Building a custom Named Entity Recognition model using SpaCy

Eric Landstein
Feb 25, 2020 · 10 min read

Named Entity Recognition (NER) is the information extraction task of identifying and classifying mentions of locations, quantities, monetary values, organizations, people, and other named entities within a text. It is a core component of many natural language processing (NLP) applications.


In this blog, I will review the technologies and steps that are involved in creating a custom Named Entity Recognition model using spaCy’s Named Entity Recognition library. ( I will annotate a custom data set containing submissions from the Subreddit called HardwareSwap ( Then, I will use the data to train my model to label entities in the submissions, such as product, price, location, zip code, product condition, and URL. Below, you can see an example output of my fully trained model with predictions for the target labels.

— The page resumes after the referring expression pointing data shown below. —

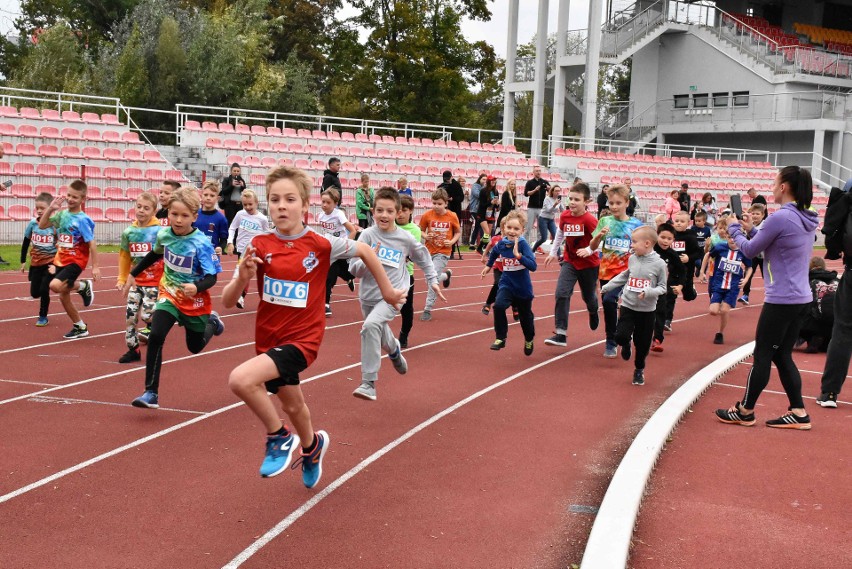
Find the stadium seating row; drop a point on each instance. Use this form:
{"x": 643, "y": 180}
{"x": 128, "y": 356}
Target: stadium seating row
{"x": 54, "y": 115}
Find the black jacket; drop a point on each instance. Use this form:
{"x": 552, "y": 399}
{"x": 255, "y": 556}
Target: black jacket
{"x": 331, "y": 179}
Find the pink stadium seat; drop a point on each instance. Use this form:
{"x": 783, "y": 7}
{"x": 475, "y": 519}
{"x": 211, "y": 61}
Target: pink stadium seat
{"x": 19, "y": 212}
{"x": 48, "y": 151}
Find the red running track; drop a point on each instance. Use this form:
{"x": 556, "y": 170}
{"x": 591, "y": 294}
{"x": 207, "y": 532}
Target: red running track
{"x": 752, "y": 496}
{"x": 473, "y": 459}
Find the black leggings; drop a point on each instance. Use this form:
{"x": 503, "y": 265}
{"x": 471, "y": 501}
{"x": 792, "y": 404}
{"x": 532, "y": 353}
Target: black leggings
{"x": 161, "y": 325}
{"x": 777, "y": 332}
{"x": 640, "y": 327}
{"x": 40, "y": 278}
{"x": 408, "y": 310}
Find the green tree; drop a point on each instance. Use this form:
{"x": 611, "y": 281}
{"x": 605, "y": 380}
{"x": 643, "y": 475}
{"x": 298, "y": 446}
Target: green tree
{"x": 55, "y": 63}
{"x": 170, "y": 66}
{"x": 131, "y": 81}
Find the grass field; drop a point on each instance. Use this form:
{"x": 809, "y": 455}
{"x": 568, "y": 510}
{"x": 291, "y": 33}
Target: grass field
{"x": 12, "y": 254}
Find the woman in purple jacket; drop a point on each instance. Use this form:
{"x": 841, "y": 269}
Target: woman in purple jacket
{"x": 786, "y": 240}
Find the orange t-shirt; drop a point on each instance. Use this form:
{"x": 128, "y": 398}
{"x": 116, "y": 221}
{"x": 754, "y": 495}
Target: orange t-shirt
{"x": 439, "y": 230}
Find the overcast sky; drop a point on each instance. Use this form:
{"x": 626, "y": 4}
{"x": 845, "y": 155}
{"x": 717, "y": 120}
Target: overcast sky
{"x": 493, "y": 32}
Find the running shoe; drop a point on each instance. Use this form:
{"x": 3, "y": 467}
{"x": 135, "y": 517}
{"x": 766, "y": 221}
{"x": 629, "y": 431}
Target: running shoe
{"x": 446, "y": 283}
{"x": 77, "y": 332}
{"x": 87, "y": 293}
{"x": 279, "y": 452}
{"x": 132, "y": 355}
{"x": 827, "y": 400}
{"x": 148, "y": 400}
{"x": 735, "y": 416}
{"x": 398, "y": 361}
{"x": 218, "y": 325}
{"x": 557, "y": 340}
{"x": 312, "y": 462}
{"x": 790, "y": 421}
{"x": 594, "y": 320}
{"x": 367, "y": 390}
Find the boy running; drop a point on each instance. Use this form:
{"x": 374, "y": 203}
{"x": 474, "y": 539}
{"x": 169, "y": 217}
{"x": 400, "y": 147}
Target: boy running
{"x": 75, "y": 245}
{"x": 43, "y": 242}
{"x": 442, "y": 230}
{"x": 575, "y": 229}
{"x": 392, "y": 245}
{"x": 291, "y": 266}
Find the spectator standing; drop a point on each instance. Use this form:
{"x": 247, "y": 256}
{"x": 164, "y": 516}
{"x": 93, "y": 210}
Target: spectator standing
{"x": 330, "y": 177}
{"x": 683, "y": 197}
{"x": 536, "y": 191}
{"x": 838, "y": 229}
{"x": 230, "y": 196}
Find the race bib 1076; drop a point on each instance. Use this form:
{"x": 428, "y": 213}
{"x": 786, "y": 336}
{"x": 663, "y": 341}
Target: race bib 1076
{"x": 285, "y": 293}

Fully trained model predictions

Recurrent Neural Networks:

Recurrent Neural Networks (RNNs) are a family of neural networks that operate on sequential data. They take as input a sequence of vectors (x1, x2…, xn ) and return another sequence that represents some information about every step in the initial sequence. Although they can, in theory, learn long dependencies, in practice they fail to do so and tend to be biased towards their most recent inputs. And so, Long Short-Term Memory Networks (LSTMs) have been designed to combat this issue by incorporating a memory cell to capture long-range dependencies. Using several gates, LSTMs control the proportion of input that is given to the memory cell, as well as the proportion from the previous state that should be forgotten.(Source:

For a given sequence containing n words (x1, x2, . . . , xn), each represented as a d-dimensional vector, an LSTM computes a representation vector (ht) of the left-hand context of the sentence at every word t. Naturally, generating a representation vector of the right-hand context should also yield useful information, and this can be achieved using a second LSTM that reads the same sequence in reverse. We will refer to the former as the “forward LSTM” and the latter as the “backward LSTM.” These are two distinct networks with different parameters. A pair consisting of a forward LSTM and a backward LSTM is referred to as a bidirectional LSTM (Graves and Schmidhuber, 2005).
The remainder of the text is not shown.